Her speech outlined her vision of educational neoliberalism, focusing on the next steps in the government's agenda to corporatise education and attack teachers' unions.

She said a draft for a national curriculum "in the first four subjects — maths, English, science and history" would be released on March 1. There is nothing inherently problematic with the idea of a national curriculum. Indeed, the idea makes a lot of sense.

But as with most of the Labor government's initiatives as part of its "education revolution" — such as league tables, performance pay for teachers, national testing — the ideological motivation behind it means it is full of problems.

It is increasingly clear that Labor is pursuing the failed "New York model" of education. The model is neoliberal — corporatising the public education system and running schools as businesses rather than supportive, educational communities. The educational content in such a system focuses on preparing students for work, rather than educating and developing full human beings.

So how does the new national curriculum fit into this schema?

Gillard told the National Press Club she believed "every child is entitled to a world class education, regardless of their background or their family circumstances. And for far too long we have let children down."
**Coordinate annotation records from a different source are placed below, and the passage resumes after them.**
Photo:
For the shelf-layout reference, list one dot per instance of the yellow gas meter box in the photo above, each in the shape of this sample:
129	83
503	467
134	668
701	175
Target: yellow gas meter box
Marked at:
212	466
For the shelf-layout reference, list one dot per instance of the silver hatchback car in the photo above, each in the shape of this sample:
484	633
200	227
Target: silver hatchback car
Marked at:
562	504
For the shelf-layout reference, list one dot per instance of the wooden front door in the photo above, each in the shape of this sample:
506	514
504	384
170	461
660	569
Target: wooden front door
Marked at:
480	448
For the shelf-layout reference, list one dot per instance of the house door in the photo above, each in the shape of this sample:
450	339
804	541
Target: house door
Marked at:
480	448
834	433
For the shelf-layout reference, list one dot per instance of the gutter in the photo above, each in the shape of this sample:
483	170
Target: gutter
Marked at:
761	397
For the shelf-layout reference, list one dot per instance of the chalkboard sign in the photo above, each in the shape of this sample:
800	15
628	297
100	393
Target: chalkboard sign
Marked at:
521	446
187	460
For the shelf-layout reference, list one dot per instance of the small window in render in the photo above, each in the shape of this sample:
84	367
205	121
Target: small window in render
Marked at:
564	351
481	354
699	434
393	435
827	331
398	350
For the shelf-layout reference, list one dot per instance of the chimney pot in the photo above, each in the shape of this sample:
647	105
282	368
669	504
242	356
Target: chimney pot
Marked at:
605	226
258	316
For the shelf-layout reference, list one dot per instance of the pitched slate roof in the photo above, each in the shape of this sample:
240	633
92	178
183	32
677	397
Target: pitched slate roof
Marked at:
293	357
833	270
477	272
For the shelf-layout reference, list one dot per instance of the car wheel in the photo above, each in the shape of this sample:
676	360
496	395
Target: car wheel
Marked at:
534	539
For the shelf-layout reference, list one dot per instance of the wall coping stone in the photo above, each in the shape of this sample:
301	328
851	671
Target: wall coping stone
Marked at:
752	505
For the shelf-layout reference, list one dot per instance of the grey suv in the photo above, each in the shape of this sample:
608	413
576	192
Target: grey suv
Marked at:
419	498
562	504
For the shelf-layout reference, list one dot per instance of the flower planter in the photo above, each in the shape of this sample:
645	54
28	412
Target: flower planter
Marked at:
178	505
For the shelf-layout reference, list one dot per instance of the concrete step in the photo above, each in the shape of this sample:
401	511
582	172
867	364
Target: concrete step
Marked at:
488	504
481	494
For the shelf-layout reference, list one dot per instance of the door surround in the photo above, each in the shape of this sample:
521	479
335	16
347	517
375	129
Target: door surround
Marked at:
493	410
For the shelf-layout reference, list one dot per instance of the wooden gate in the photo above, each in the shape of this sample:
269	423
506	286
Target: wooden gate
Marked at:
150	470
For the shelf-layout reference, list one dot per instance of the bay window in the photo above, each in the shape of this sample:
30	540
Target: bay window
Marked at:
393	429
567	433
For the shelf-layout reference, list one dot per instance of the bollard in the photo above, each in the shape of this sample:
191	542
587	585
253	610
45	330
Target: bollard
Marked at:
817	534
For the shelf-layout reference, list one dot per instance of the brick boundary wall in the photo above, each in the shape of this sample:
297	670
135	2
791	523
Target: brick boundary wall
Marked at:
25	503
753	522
She failed to mention that wherever league tables have been introduced, they have led to further educational and socio-economic polarisation and inequality — far from educational opportunity for people of all backgrounds and circumstances.

New South Wales Teachers' Federation (NSWTF) president Bob Lipscombe responded on the union's website: "Listening to [Gillard] … one could be forgiven for thinking that nothing much of value happened in our schools before her arrival on the scene.

"At times, it has even sounded like Australia has a third-rate education system, rather than one that, by international measures, ranks among the best in the world."

Apart from the agenda behind it, the other main problem with the national curriculum is how it is being introduced.

A March 1 statement from the federation said: "Teachers are disappointed that the National Curriculum … has been developed without genuine consultation with the teaching profession. Teachers, who are trained and experienced in development and implementation of curriculum, have been sidelined.

Similarly, the schedule for its implementation will make it difficult for teachers to have meaningful input: the consultation period is to finish by the end of May.

Despite her "passion about the future of Australian schooling" and her apparent concern for quality teaching, Gillard's proposed schedule to implement the national curriculum by 2011 shows her ignorance about the way schooling takes place and teachers work.

The final documents will only become available in August or September at the earliest, which means there will not be adequate time for teachers to develop the new programs and resources that will be needed to deliver the new curriculum by the beginning of the 2011 school year.

So much for the promotion of quality teaching and education.

[Pat Donohoe is a councillor of the NSWTF, secretary of Canterbury-Bankstown Teachers Association and a Socialist Alliance activist.]